Yves Congar regarded John Zizioulas, who died on February 2 at the age of ninety-two, as “one of the most original and profound theologians of our epoch.” Kallistos Ware believed he was “generally recognized as the most brilliant and creative theologian in the Orthodox Church today.” Pope Francis once called him “the greatest Christian theologian of our generation.”
I recall my enthusiasm at first encountering the work of John Zizioulas as a young theology student in Athens. It was an article on the theological foundation of personhood titled “From Mask to Personhood”—originally published in Greek in 1977 and translated as the opening chapter of his first collection of articles in English, Being as Communion (St. Vladimir’s Orthodox Press, 1985). At the time, Zizioulas was teaching systematic theology at the University of Glasgow. He was also a fresh Orthodox voice in the contemporary ecumenical movement, serving on the staff of the World Council of Churches’ Commission on Faith and Order. I first met him exactly thirty-two years ago, when he attended the seventh General Assembly of the WCC in Canberra. After his election and ordination to the episcopate in 1986, when he received the title Metropolitan of Pergamon (one of the seven churches in the Book of Revelation), Zizioulas chaired the International Commission for Orthodox-Anglican Theological Dialogue (1989–2007) and the Joint International Commission for Theological Dialogue between the Orthodox and Roman Catholic Churches (2005–2016).
Before all that, Zizioulas had completed a doctoral dissertation at the University of Athens on The Unity of the Church in the Eucharist and the Bishop During the First Three Centuries (1965, revised in 1990), later published in English as Eucharist, Bishop, Church (Holy Cross Orthodox Press, 2001). He also taught as professor of theology at various schools, including King’s College and the University of Thessaloniki, before retiring from academic teaching in 1998. However, he continued speaking and publishing until his death. There have been several collections of his lectures and articles: Communion and Otherness: Further Studies in Personhood an the Church (ed. Paul McPartland, T&T Clark, 2006); Lectures in Christian Dogmatics (ed. Douglas Knight, T&T Clark, 2009); The One and the Many: Studies on God, Man, the Church, and the World Today (ed. Gregory Edwards, Sebastian Press, 2010); The Eucharistic Communion and the World (ed. Luke Ben Tallon, T&T Clark, 2011); and Priests of Creation: On Discerning an Ecological Ethos (ed. John Chryssavgis and Nikolaos Asproulis, T&T Clark, 2021). Zizioulas’s magnum opus on eschatology, most of which he had completed prior to his death, will be published posthumously.

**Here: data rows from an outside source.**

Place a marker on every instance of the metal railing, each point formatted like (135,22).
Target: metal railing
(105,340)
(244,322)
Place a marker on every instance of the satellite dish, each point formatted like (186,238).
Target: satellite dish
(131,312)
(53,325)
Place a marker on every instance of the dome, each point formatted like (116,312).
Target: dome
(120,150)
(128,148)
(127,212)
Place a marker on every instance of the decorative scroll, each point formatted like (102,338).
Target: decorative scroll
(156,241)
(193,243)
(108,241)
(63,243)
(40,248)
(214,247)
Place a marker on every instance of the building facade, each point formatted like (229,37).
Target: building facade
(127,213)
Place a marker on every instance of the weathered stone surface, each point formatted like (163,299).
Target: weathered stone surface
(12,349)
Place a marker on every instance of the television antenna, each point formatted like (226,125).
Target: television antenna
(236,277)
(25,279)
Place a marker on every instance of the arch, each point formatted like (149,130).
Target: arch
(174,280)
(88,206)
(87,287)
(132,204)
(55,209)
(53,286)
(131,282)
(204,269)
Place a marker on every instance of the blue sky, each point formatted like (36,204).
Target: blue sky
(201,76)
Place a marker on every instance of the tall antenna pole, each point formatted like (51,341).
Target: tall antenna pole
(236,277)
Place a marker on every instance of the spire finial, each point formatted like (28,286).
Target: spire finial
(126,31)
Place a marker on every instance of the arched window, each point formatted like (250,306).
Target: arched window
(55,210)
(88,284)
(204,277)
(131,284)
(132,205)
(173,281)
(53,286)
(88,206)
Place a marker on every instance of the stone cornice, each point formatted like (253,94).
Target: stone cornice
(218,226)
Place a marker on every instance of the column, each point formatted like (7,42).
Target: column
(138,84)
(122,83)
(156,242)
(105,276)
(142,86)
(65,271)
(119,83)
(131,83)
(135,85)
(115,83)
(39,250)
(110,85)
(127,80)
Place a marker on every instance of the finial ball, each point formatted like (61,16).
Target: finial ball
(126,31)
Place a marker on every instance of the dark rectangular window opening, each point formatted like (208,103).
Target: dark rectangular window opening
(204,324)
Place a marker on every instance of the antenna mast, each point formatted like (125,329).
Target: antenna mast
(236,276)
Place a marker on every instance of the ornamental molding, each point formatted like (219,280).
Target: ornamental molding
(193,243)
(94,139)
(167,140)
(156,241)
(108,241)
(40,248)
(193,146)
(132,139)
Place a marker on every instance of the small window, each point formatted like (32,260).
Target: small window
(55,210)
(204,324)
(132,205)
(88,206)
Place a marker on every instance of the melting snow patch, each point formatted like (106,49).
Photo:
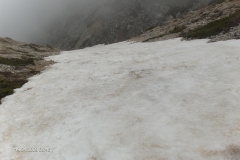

The core of Zizioulas’s theology is captured in the title of a comparative study by Paul McPartlan, The Eucharist Makes the Church: Henri de Lubac and John Zizioulas in Dialogue (T&T Clark, 1993), which explores the complementary nature of Eastern and Western theology in relation both to the unity in the church and the challenges of the modern world. More recently, Aristotle Papanikolaou (of Fordham University) published a comparative study of Vladimir Lossky and John Zizioulas titled Being with God: Trinity, Apophaticism, and Divine-Human Communion (Notre Dame Press, 2006). Numerous studies and dissertations on the theology of Zizioulas have appeared in the years since.